Objective: The purpose of our study was to evaluate the conspicuity of screen-detected cancers on 2D synthetic mammography (SM) reconstructed from digital breast tomosynthesis (DBT) compared with 2D full field digital mammography (FFDM).

Materials and Methods: Institutional review board–approved retrospective review of consecutive screening-detected cancers from October 30, 2015, to June 30, 2016, was performed. All examinations were rereviewed by three radiologists in consensus (n = 79); a score of 1, 2, or 3 was given to each screening-detected cancer on SM versus FFDM (1 = FFDM more conspicuous than SM, 2 = FFDM equivalent to SM, and 3 = SM more conspicuous than FFDM).
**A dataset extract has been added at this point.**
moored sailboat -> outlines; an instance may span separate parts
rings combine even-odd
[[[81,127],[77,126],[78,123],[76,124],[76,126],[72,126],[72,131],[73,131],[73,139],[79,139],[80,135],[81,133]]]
Findings considered only visible on tomosynthesis were excluded. The dominant finding for each patient was recorded and classified as mass, calcifications, architectural distortion, focal asymmetry or asymmetry, or other. The longitudinal medical record was reviewed to determine patient demographics and outcomes of imaging surveillance and biopsy.

Results: Seventy-nine screening-detected cancers in 79 women were detected during the study period (mean age, 59.7 years, range, 28–94 years). Of these, 11 were considered tomosynthesis-only findings and therefore excluded. Morphology (n = 68) included masses (n = 34, 50%), calcifications (n = 20, 29.4%), asymmetry (n = 9, 13.2%), distortion (n = 4, 5.9%), and other (skin thickening) (n = 1, 1.5%). Consensus conspicuity scores were masses = 2.5, calcifications = 2.5, asymmetries = 2.5, distortion = 3, and other = 2. Masses and asymmetries were more often less conspicuous on SM than FFDM when compared with calcifications. Patient factors including menopausal status, family or personal history of breast cancer, BRCA status, and breast density did not influence conspicuity scores.

Conclusion: Conspicuity of screening-detected cancers are equal to more conspicuous on SM when compared with FFDM when controlling for breast density and other patient factors. To reduce radiation doses, SM and DBT may be a reasonable alternative to FFDM and DBT in breast cancer screening, with understanding that cancers presenting as asymmetries and masses may sometimes be less conspicuous on SM than on FFDM.